Maslow found that his self-actualising subjects “...are in general strongly focused on problems outside themselves. In current terminology they are problem centered rather than ego centered...as contrasted with the ordinary introspectiveness that one finds in insecure people. These individuals customarily have some mission in life, some task to fulfil, some problem outside themselves which enlists much of their energies.”
“In general these tasks are nonpersonal or unselfish, concerned rather with the good of mankind in general, or of a nation in general, or of a few individuals in the subject's family.” (p 159)
“The fact is that self-actualising people are simultaneously the most individualistic and the more altruistic and social and loving of all human beings.” (p 199)
Some say it's stressful
The only possible reason is that they got self-actualisation wrong. These people might have mistook self-actualisation as a process to climb to a high point in society (and often, they already have a fixed outcome and timeline in mind) and to enjoy their best lives (which often translates to the high life). When events happen that hamper/ threaten the achievement of these, they get stressed out, which is contrary to how self-actualising people are.
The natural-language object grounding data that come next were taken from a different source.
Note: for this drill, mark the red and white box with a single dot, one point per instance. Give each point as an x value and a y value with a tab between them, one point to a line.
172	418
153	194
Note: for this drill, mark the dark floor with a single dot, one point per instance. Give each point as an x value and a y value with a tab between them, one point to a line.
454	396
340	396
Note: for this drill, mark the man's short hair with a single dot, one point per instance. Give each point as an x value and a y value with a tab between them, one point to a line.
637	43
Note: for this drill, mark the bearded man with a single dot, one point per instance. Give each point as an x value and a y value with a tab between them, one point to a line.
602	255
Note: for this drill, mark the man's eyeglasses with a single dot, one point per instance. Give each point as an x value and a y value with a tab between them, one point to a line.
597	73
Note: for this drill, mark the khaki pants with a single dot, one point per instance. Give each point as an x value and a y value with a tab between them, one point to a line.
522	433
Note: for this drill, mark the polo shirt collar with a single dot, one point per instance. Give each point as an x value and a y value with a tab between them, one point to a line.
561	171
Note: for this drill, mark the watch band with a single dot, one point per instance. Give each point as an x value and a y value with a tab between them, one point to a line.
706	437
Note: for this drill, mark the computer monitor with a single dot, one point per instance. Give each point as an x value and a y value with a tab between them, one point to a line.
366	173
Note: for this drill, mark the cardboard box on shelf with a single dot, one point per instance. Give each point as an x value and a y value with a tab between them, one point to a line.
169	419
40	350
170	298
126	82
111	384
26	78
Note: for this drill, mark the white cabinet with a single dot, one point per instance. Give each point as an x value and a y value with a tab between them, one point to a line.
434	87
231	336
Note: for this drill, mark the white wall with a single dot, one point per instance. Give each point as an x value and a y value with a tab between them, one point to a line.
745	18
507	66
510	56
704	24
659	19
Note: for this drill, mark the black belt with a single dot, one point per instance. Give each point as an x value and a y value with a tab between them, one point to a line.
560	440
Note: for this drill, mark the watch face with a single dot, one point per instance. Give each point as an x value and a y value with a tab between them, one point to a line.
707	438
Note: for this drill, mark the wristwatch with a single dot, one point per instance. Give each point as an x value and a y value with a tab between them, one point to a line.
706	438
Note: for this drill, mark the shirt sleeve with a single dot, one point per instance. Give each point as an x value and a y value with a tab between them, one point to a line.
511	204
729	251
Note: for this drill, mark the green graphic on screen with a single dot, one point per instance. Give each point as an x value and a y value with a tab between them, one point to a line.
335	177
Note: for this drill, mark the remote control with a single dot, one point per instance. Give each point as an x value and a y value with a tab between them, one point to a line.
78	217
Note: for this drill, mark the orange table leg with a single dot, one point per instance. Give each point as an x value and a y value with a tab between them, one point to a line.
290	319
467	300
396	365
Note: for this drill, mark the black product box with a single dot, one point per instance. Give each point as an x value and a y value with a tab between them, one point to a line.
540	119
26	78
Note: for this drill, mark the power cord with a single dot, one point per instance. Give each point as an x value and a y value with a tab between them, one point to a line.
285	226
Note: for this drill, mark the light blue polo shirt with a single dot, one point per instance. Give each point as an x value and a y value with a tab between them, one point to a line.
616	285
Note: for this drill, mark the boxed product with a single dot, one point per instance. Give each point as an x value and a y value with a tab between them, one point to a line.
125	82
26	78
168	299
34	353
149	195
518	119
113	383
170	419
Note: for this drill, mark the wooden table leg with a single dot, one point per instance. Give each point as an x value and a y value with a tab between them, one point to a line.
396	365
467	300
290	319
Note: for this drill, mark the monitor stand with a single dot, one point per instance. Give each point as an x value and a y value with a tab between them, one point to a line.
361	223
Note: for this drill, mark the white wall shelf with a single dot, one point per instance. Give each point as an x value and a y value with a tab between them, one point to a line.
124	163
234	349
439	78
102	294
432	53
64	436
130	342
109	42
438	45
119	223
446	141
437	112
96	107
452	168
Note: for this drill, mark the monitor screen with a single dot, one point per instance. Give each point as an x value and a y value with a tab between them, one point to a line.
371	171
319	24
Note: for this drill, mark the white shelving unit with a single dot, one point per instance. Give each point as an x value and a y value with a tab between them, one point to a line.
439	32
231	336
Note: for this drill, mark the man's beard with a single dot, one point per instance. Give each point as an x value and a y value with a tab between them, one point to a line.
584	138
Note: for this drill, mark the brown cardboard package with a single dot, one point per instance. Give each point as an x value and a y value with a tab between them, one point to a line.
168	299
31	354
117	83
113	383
“One of the characteristics of self-actualising people is their relative independence of the physical and social environment. Since they are propelled by growth motivation rather than deficiency motivation, self-actualising people are not dependent for their main satisfactions on the real world, or other people or culture or means to ends or, in general, on extrinsic satisfactions. Rather they are dependent for their own development and continued growth on their own potentialities and latent resources.” (p 162)
Some say it's flawed
Maslow himself conceded that the hierarchy is not nearly so rigid as they may have implied. Maslow observed that “There are some people in whom, for instance, self-esteem seems to be more important than love” ...then “there are other apparently innate creative people in whom the drive to creativeness seems to be more important than any other counter-determinant. These creativeness might appear not as self-actualisation released by basic satisfaction, but in spite of lack of basic satisfaction.” (p 51)
Maslow also clarified in his book that one level of needs need not be 100% satisfied before the next level of needs emerges. Normally, one is partially satisfied and partially unsatisfied in all their basic needs at the same time, and “...a more realistic description of the hierarchy would be in terms of decreasing percentages of satisfaction as we go up the hierarchy of prepotency.” (p 54)
p.s.: If we agree that we are unique individuals with unique personalities, strengths and talents,
then self-actualisation is a process to honour that and to allow us to become who we can be to be of service to others. And if this is the epitome of success and happiness, is it not yet clear that success and happiness actually take the same work?